BY AIMEE LUTKIN
Source: eonline.com
Awhile ago I was exchanging emails with a popular comedy venue trying to book a show and even though it was a show stacked with talent my main selling point was, “It’s ladies only!” The response to that was, “Great, we’re always looking for women only revues.” Cool.
Let’s talk Lady Only comedy.
It’s fucking great. You can just chill out and laugh and make all the jokes about being on your period that you like. It can be inspiring as you look around at all these wonderful women who are funny, smart and ambitious. It can be healing, a ‘safe space’ where you can be away from the pressure of representing your sex in a room full of men or just a break from the common sexist tropes that pop up so frequently at open mics, improv and sketch in the broader comedy community. It may be the only place you actually do feel safe.
It also kind of sucks. Because you can’t stay there forever and when you come back nothing has changed in that broader world, the ‘real’ world that belongs to men.

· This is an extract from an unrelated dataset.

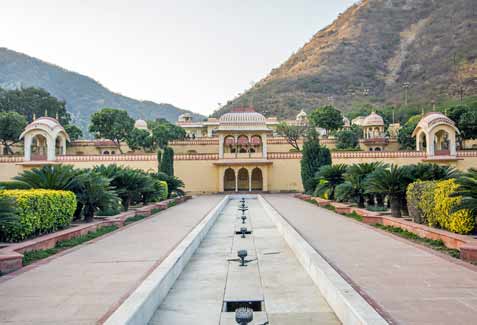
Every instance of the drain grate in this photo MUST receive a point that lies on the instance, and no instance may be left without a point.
(231, 306)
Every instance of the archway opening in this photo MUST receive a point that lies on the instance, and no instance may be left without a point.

And there are a million shows that aren’t Ladies Only, they’re Seven Dudes One Lady or what I call a Snow White Panel.
What would it be like if every single show had to have gender balance (sorry I am working within the binary here for the sake of simplicity) rather than the occasional Ladies Only show attempting to make up for the lack of representation for women?
The landscape would change completely. It wouldn’t be The World and then the Women’s Anteroom. The World would be our world, shared and universal. Then men could have their Men Only shows occasionally and it would be a fun bit instead of just reality. Women wouldn’t be exhausting their creativity and ability on coming up with ways to work around the cultural roadblocks that keep them from being seen, respected or taken seriously as comedians. We wouldn’t have to be so angry and we wouldn’t have to pretend to not be angry. That’s what I find most exhausting, personally…acting like I’m cool with misogyny so I don’t get blacklisted forever from The World where that’s the norm.
There are a lot of successful women in comedy who work in pairs, one popular example being Ilana Glazer and Abbi Jacobson of Broad City. In web series: The Pursuit of Sexiness with Nicole Byer and Sasheer Zamata, #hotmessmoves with Ashley Skidmore and Lyle Friedman, SRSLY. with Alexandra Fiber and Danielle Gibson, DIBS with Tracy Soren and Jessie Jolles. They all produce great work but when I look at this list there’s a thought that cycles through my head, a thought I hate, which is: Did these women come together because men wouldn’t listen to them?
I hate that thought for 2 reasons. 1. The answer is probably, in some part, yes. 2. Even though they rose above it they essentially had to do it by leaving The World and going to the Women’s Anteroom. And it’s hard to leave the Women’s Anteroom once you’re in there, not just because it’s more comfortable but because now you have a reputation. You’re a Lady Comedian now. You can be Snow White and you can book the Ladies Only show. But in a business that’s constantly commodifying people you’ll be pushed into your category and it will be pretty damn hard to get out. Right now the broadest ‘alternative’ category is WOMEN and that is pretty frustrating even when it means you get to book your all lady show at a popular revue. Or have a show on Comedy Central (um, I’d take it tho, call me, CC!)
I just want to be a regular person. I want to make jokes and have observations and play characters without it being a ‘woman’s perspective’. Does Ladies Only comedy serve that? Sometimes I think it just perpetuates the perception that there is a division between what the sexes are supposed to perceive as funny or relevant. Sometimes I’m insanely grateful the Ladies Only spaces exist because they facilitate women connecting and growing as performers, without the insane competition for that spot on the Snow White Panel.
Maybe I’m being shortsighted. Maybe more and more of us will cram into the Woman’s Anteroom until it can’t hold us anymore. It’ll burst and we’ll spill out, gleefully cascading across the landscape, transforming it like a glacier does (much faster, hopefully) until we can’t even tell where the walls once stood.